As you can imagine, the inside view is susceptible to all the biases and distortions that are the subject of his book. You might artificially inflate sales expectations because you like the founder. You might exaggerate the time it will take to launch a new product because you find it complex. In general, the tendency is to overestimate the uniqueness of a given forecast and base our judgment too heavily on our individual experience.

The outside view considers a forecast in the context of a larger “reference class.” Instead of asking what do you think will happen? the outside view asks what has happened historically when others were in this situation?
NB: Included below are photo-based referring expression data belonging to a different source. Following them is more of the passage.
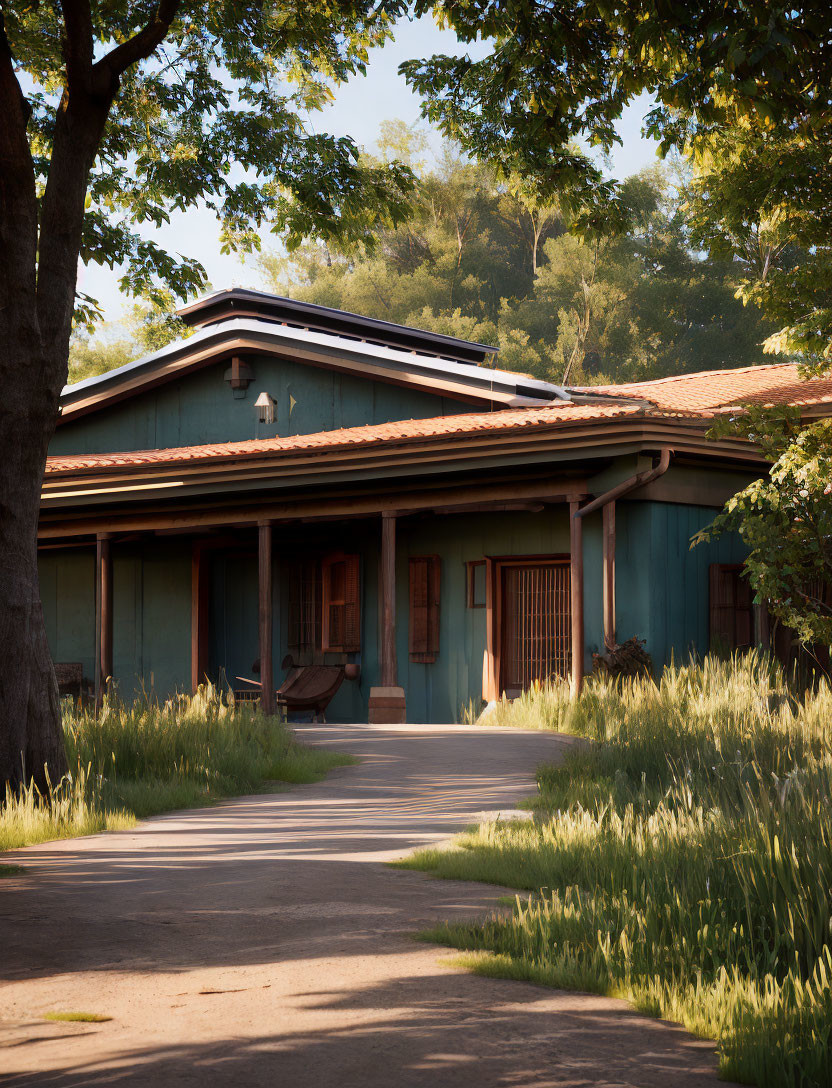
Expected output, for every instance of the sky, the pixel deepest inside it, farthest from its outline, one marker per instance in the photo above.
(359, 108)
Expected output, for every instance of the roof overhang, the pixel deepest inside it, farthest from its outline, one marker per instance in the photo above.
(247, 489)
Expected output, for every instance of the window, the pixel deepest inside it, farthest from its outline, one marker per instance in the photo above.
(305, 594)
(340, 604)
(731, 608)
(424, 607)
(475, 582)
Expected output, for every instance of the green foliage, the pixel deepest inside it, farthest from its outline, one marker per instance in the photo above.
(151, 757)
(785, 519)
(485, 258)
(764, 200)
(90, 357)
(740, 89)
(215, 115)
(682, 858)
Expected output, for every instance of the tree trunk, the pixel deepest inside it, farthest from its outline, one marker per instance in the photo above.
(30, 731)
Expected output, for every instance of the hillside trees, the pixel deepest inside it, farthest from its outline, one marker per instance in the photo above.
(487, 258)
(111, 116)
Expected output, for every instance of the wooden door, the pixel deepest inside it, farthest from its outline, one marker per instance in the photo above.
(536, 623)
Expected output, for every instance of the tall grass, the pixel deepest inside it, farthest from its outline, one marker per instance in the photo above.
(682, 860)
(156, 756)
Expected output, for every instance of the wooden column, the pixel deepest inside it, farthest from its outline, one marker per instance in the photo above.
(387, 703)
(608, 516)
(576, 585)
(389, 668)
(103, 616)
(198, 616)
(267, 695)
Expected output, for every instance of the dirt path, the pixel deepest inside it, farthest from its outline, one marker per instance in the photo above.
(261, 942)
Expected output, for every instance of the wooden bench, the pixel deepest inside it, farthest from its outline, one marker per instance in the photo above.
(306, 687)
(310, 688)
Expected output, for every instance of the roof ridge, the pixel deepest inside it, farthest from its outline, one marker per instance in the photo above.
(693, 374)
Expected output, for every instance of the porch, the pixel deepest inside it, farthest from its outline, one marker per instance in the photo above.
(412, 595)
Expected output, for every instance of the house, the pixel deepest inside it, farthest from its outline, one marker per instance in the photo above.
(297, 483)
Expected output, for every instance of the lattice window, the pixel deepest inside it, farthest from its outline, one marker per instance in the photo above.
(537, 623)
(305, 621)
(342, 605)
(424, 581)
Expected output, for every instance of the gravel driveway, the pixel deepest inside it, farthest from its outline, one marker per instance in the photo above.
(262, 942)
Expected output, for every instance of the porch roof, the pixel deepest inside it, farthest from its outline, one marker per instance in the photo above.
(692, 397)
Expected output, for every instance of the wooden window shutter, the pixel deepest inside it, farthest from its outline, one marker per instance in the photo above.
(424, 583)
(342, 603)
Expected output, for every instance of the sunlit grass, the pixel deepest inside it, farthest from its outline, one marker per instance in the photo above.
(153, 756)
(682, 860)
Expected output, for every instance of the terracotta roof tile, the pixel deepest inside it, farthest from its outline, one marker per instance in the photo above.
(718, 390)
(468, 423)
(697, 396)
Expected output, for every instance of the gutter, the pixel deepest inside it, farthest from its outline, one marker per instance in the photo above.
(640, 480)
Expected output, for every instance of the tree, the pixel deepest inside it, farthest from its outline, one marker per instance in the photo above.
(785, 519)
(114, 114)
(555, 75)
(481, 257)
(742, 90)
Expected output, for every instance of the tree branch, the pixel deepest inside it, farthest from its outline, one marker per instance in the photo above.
(139, 47)
(77, 42)
(17, 195)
When analyzing a $2B market cap company that sells enterprise software and estimating future operating margins, you might look at companies of a similar size in the same industry and find the base rate of operating margins for that reference class. This reframes the question and forces you to think about why and to what degree this company will be different than its historical peers. The outside view shouldn’t simply displace the inside view – they should both be considered and weighted differently depending on the nature of the environment.
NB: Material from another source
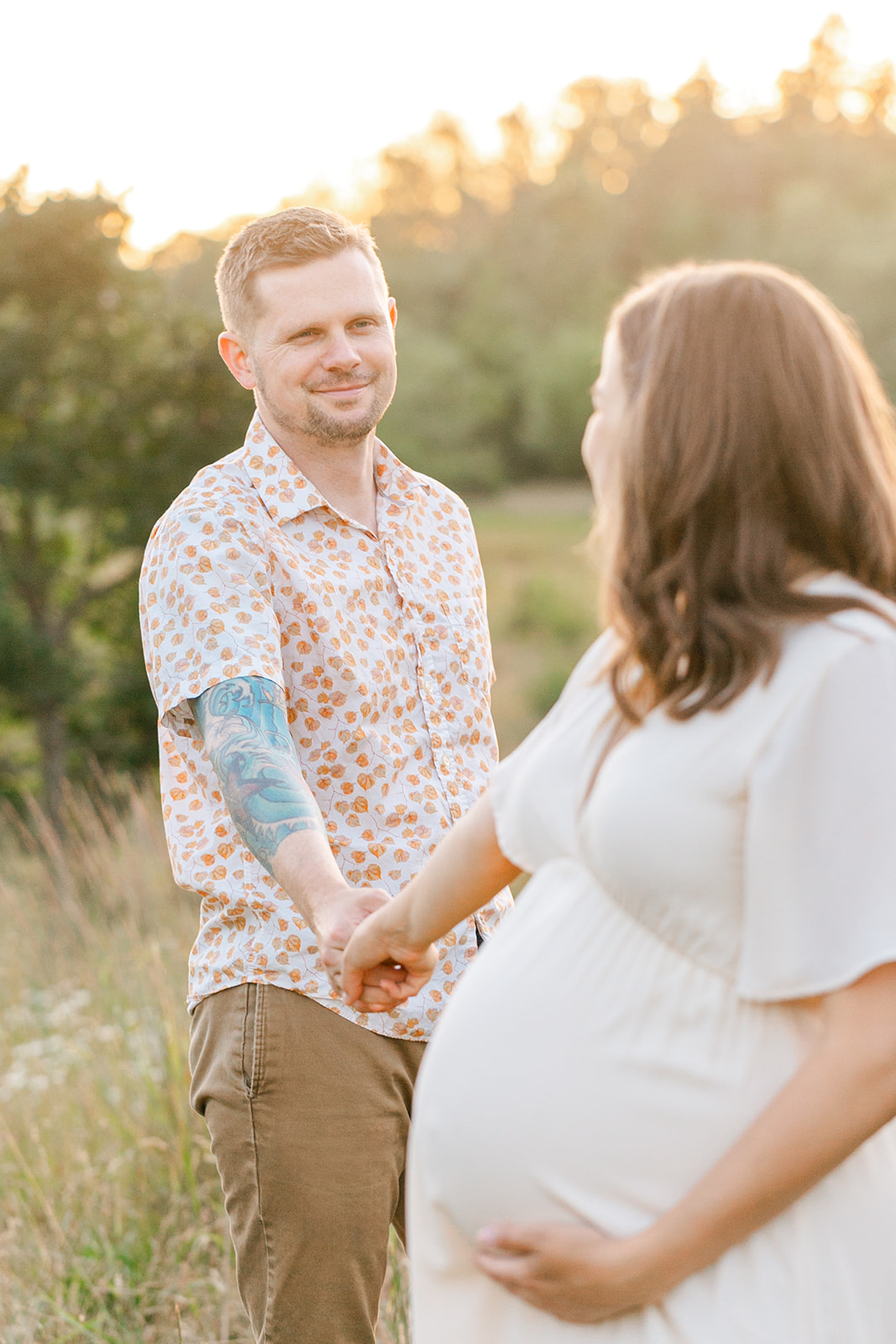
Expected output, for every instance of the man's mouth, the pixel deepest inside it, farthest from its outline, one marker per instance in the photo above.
(343, 390)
Of course, the practicality of base rates varies depending on what you are trying to forecast. In environments governed by extreme randomness, the base rate tells you little of future expectations and can usually be ignored.

Mauboussin has an enormous body of work concerning the effects of skill and luck on outcomes in domains from sports to music to investing. He says that we can come up with relative weights for the inside and outside views based on where a domain falls on the luck-skill continuum.

The rule of thumb is: for activities where skill dominates, overweight the inside view; for activities where luck dominates, overweight the outside view.

He classifies NBA basketball as the sport that is the closest to pure skill on the continuum. If a team is having a great season with a winning record, the odds of them winning the next game should be higher – the base rate of wins for all teams historically has less bearing on the result. By contrast, investing is heavily influenced by luck, especially in the short run. If a manager has a massive year, it’s reasonable to assume the next year will revert closer to the mean.

The base rate is another word for the mean. Reversion to the mean is more powerful in domains dominated by luck than those dominated by skill. When there is strong reversion to the mean, it makes sense to more heavily weigh the outside view, as future results are more likely to mirror historical averages.

Regardless of where your decision falls on the luck-skill continuum, I think it’s useful to consider base rates. It seems so obvious that it hardly bears mentioning, but I find that I constantly forget the concept and often overweight my inside view. Especially as an investor faced with constant forecasting and group decisions, base rates are a simple and powerful tool to round out your decision-making.